CHKDSK - Wikipedia, the free encyclopedia

you need to run chkdsk /f so you know the corruption isn't due to file system or disk corruption.

are you connecting wired or wirelessly? If wireless connect wired and try the download again. If already connected wired see if there is a driver update.


----------



## Agate (Sep 21, 2011)

Wand3r3r said:


> CHKDSK - Wikipedia, the free encyclopedia
> 
> you need to run chkdsk /f so you know the corruption isn't due to file system or disk corruption.
> 
> are you connecting wired or wirelessly? If wireless connect wired and try the download again. If already connected wired see if there is a driver update.
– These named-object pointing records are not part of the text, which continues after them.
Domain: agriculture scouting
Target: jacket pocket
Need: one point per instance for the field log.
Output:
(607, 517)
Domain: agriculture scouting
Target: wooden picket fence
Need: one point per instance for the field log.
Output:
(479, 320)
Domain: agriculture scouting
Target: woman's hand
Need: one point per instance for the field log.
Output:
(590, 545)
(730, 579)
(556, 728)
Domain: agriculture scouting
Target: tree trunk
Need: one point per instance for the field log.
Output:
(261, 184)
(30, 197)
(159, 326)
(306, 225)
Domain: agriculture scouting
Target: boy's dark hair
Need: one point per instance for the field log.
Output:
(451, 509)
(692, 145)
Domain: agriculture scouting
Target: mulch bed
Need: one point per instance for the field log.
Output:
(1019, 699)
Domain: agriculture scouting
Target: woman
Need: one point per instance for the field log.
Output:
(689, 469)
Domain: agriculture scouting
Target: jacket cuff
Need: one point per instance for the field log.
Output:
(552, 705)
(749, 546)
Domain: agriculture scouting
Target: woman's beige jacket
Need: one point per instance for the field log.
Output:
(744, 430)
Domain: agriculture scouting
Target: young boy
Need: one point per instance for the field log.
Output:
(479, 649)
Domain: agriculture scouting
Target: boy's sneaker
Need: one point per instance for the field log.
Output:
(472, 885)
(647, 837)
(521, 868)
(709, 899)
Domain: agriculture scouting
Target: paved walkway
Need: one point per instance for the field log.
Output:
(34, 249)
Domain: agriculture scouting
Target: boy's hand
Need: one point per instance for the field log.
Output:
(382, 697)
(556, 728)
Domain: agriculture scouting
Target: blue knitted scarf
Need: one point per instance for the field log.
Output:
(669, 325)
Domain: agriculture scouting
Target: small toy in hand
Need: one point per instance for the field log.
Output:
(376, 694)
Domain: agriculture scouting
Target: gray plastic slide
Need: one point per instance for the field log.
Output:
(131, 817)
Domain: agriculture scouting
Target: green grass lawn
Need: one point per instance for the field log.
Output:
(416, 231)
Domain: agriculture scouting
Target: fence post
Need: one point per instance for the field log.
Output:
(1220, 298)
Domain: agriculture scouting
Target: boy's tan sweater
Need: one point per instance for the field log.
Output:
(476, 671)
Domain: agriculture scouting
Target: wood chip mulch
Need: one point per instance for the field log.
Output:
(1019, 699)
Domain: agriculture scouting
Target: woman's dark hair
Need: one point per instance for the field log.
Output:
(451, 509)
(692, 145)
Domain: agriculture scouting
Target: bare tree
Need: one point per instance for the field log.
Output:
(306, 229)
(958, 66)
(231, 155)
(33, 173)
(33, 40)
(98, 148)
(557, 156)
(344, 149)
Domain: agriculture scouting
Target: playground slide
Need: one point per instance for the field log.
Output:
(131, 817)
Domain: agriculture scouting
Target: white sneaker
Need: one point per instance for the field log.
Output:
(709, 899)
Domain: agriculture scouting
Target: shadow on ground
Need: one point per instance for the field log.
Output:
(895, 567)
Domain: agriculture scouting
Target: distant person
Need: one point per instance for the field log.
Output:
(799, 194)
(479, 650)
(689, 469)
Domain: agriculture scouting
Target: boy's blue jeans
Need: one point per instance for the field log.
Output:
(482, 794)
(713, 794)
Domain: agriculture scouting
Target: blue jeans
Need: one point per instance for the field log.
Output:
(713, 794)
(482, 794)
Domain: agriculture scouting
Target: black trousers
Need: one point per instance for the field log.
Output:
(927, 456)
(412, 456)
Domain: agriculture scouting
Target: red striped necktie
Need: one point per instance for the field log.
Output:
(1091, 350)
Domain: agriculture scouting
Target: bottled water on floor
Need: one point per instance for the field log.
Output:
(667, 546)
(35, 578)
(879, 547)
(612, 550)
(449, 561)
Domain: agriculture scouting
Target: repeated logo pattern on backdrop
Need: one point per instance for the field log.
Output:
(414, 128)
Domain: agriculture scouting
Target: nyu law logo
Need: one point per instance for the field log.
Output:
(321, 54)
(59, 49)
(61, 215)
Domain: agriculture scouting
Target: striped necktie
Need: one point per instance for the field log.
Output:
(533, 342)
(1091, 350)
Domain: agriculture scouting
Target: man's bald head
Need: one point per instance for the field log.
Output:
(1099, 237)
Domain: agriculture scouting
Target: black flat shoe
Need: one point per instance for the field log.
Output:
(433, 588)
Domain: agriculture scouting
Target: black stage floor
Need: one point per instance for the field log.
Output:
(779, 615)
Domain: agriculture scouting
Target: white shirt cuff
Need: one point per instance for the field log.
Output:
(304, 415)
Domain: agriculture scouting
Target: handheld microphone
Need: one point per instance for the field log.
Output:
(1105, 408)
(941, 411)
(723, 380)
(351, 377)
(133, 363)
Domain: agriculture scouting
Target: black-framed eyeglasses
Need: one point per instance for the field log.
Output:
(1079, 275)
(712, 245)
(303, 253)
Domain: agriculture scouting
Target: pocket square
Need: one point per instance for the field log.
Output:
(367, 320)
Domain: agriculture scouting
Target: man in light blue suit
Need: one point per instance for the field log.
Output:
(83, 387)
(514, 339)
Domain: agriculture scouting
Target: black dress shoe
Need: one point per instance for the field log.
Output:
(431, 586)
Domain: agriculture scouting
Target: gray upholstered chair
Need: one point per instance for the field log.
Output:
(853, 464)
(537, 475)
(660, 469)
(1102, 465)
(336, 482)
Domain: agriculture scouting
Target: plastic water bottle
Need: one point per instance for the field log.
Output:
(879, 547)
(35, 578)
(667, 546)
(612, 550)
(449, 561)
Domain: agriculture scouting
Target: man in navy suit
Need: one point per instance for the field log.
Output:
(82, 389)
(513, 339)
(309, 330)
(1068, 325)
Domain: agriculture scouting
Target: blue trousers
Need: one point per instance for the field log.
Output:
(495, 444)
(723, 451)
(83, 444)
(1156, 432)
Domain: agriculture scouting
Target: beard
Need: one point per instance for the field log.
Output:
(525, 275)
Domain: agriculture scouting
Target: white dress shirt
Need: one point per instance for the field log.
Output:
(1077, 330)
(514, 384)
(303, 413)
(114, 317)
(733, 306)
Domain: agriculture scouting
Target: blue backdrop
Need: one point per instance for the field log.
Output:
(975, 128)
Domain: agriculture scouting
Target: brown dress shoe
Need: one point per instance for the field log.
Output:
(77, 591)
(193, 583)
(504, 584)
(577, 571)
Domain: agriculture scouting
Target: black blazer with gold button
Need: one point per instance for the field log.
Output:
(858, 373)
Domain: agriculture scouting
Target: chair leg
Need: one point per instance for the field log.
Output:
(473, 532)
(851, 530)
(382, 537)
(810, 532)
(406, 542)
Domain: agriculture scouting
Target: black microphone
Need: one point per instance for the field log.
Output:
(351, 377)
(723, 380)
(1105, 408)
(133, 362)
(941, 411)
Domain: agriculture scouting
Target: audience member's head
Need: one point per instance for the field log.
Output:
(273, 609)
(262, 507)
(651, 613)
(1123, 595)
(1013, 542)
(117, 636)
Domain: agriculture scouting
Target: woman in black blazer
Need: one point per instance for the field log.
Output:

No corruption, I am connecting wired, no driver updates


----------



## Wand3r3r (Sep 17, 2010)

no corruption. does that mean you ran chkdsk? mono answers really don't tell me anything.

anyone else using the same connection/router?
do you send and receive email on this pc?

Here's the deal. We know the source of the files is good. We know the next place to look is from your routers wan port to the storage on the hard disk. We looked at hard disk. If it was wan/lan/nic it should not be just these downloads but everything from web page viewing etc.

You say suddenly zips/programs etc don't complete. Question is what changed. You don't mention that you installed anything or are using a download program. So that leaves us with native windows functions.

Only way I know to repair those is with a repair install of windows.

"I have malewarebytes pro installed along with AVG 2010. I seriously doubt the existence of any malware on my computer. "

The question wasn't about your doubts but was did you check. I take your answer to say you have eliminated this as an issue in your mind but did not update the programs and have them do full system checks. If you did this than great. Time to move on to the repair. I not I would suggest you do so first.


----------



## Agate (Sep 21, 2011)

Wand3r3r said:


> no corruption. does that mean you ran chkdsk? mono answers really don't tell me anything.
> 
> anyone else using the same connection/router?
> do you send and receive email on this pc?
> ...


I tried everything you suggested and those suggested by others. The problem isn't in my network because there are people that use the same network as me and don't have this problem. It still doesn't work

I've decided to just give up, and if anyone who's reading this with the same problem, I suggest you either
A: Run a complete reinstall of your OS
B: Download things off a server and copy to your computer (this is what I'm doing now)


----------